Jo-Anne: I do not know what that means.
Laureen: We were joking today because Chandra is working on her BHAT activities (bubble, highlight, annotate technique) has finished her BHAT® technique on the ICD-10 Guidelines. She was very quiet today, we were like “What are you doing?” She’s “I turned off all of my notifications.”
VIDEO: BHAT Manuals | Bubble Highlight & Annotate Technique
Alicia: And she killed two highlighters.
Chandra: I killed two of them. Oh, you’re in the second one, go to the first one please.
Laureen: I wanted to show you an example of the annotation techniques that we teach at CCO, and this is just one of them. First, you’re like, “OK, it’s highlighting.” But, basically it’s our mind and how we annotated our books and our key notes to help you really get to the bottom-line when you are trying to make a decision between choosing between two answers on the board exam question.
So, you can see all these ways to underline, bring things to your attention, key notes to write down. In addition, we take this information and we cross reference it into the main part of the manual to make it all flow and come together because what you are being tested on, regardless of which credential it’s for, if it’s involving ICD-10 you’re going to need to know your guidelines.
Alicia: All about the guidelines.
Laureen: So, this is made available to our students and Blitz costumers.
Alicia: Oh! There’s the HIV one.
Jo-Anne: This is awesome.
Boyd: She has a good handwriting.
Chandra: You want to know a secret? Well, not really a secret but a fun trivia fact about me? In college I had a professor that required us to handwrite a paper. He didn’t want it typed, he was old school, he didn’t want it typed. He wanted a handwritten paper. I turned in my handwritten paper, unlined paper the whole bit, he accused me of typing it. He thought it was some kind of funky font and I was trying to get away with them. I’m like, “That’s my handwriting!”
Boyd: What was that journaling technique that you taught me while you were here? What was that, that you do that looked so awesome?
Chandra: Oh, my bullet journal.
Boyd: Bullet journal, that’s a cool stuff.
Laureen: I was going to show on our website, we’ve got the BHAT®. This is our bubble, highlight, annotation technique page, so please come check it out. We even have an interview form for people to share their experience with this methodology. We’re really especially looking for old-timers that have been doing this since the beginning. I came up with this method back in 1999 for myself, started teaching it to my students in 2000.
This interview here is of my friend Barbara Chioppini; I call her Chippy for short.

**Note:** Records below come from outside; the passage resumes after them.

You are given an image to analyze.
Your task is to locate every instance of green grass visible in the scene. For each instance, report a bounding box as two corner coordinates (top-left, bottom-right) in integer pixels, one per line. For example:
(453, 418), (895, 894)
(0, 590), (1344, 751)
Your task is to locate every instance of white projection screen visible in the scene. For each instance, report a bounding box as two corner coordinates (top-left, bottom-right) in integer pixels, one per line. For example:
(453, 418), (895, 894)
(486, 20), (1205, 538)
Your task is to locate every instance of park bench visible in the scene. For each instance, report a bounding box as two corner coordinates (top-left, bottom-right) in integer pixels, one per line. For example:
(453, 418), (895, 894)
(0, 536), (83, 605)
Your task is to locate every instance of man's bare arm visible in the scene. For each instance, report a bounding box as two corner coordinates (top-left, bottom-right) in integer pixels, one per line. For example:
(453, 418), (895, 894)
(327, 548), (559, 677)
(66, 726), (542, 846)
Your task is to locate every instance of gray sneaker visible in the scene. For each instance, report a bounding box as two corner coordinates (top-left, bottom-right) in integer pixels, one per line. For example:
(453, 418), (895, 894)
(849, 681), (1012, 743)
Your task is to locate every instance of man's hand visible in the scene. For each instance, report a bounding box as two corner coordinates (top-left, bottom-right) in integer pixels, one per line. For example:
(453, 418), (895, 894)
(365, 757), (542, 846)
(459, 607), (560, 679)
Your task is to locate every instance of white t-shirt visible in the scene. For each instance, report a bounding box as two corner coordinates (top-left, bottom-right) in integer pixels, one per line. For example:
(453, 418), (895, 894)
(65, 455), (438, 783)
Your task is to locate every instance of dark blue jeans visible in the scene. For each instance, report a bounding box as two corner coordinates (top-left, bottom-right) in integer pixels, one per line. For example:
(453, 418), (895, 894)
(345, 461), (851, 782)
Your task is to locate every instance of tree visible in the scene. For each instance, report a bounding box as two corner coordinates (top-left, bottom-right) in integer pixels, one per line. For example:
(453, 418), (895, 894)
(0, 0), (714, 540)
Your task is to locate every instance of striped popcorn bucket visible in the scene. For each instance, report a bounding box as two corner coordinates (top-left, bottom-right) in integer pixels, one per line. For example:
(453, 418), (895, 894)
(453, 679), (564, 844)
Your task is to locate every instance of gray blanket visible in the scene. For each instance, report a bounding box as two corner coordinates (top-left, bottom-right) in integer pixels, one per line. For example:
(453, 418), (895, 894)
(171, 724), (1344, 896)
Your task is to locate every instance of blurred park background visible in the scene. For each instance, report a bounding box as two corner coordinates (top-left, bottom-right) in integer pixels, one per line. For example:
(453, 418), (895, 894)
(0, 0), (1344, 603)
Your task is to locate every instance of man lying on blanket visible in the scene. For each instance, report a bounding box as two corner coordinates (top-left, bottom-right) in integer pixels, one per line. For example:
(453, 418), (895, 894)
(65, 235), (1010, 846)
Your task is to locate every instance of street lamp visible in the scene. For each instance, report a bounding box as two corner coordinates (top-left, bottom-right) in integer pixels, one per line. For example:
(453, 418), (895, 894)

She was in one of my very first coding classes, and she really had a knack for it and basically I hired her to teach for my then company. And she has been doing the bubbling and highlighting of my CPT manual every year.
This interview goes into that, it’s really quite nice. We used to call it “bubbling and highlighting,” when Chandra came on board and she said “I kind of do something similar with ICD-10 but not so much with the bubbles.” We were like, “OK, what could we rename it to bring it in?” So, we brought the annotation word, and so Bubble, Highlight and Annotate technique because that’s where she’s really big with a lot of the notes. That’s where we have on the timeline.
Chandra expands the technique to include ICD-10 and have it trademarked now. Just check it out and tell us your BHAT® story. And, every two weeks we’re picking a winner and the winner can get a CCO mug, or a tote bag, or something cool like that. So share your story, a picture of your books bubbled, highlighted, annotated just to show it off; that will be really a lot of fun.
Alicia: Show them your mug.
Laureen: Oh, my mug. So, that, or you can get like a water cup.
Chandra: Somebody asked if the BHAT® technique can be used in manuals that are taken for exams? Absolutely, that’s really why we do it. Especially for the AAPC exams, the trick with the AAPC exams is that it has to be in your handwriting. The proctor, the coder guideline actually state your books cannot be disqualified for any handwriting contained therein, but you cannot insert, glue, staple, paste or tape anything. So you can’t print it out and put it on a sticker, it has to be…
Alicia: She said that a lot of times.
Chandra: I have said that more times that I cared to… That is a super common question, super common question.
Laureen: That being said, though, sometimes AHIMA does not allow it, right?
Chandra: It depends on your testing center. You have to call the testing center before you go sit to find out whether or not they will allow. It all depends on how that particular testing center is taken. I’ve heard horror stories from some people where they absolutely were not allowed to use the books, and the thing with AHIMA, you only get one shot. If you go in and you don’t have all your stuff together, you forfeit your exam and you forfeit your money, your $425 that you paid for that exam. I’ve had friends that they have hyphenated last names, but they never got it changed with the social security office. So, when they registered for the exam, they put their hyphenated last name, when they got there, their photo ID did not specifically match where they’re registered, they forfeited their $425, couldn’t test, had to sign up again. So it’s very important to pay attention to their rules and their guidelines when you’re signing up for these certification exams.
Alicia: Some people say that even with the AAPC’s, if you had notes written in your exam and the proctor told you, you could not use them. If that happens to you, then you’re entitled to say, “Please call the AAPC.” Most tests are on Saturday and they do have somebody standing-by to handle those questions. So, just advocate for yourself.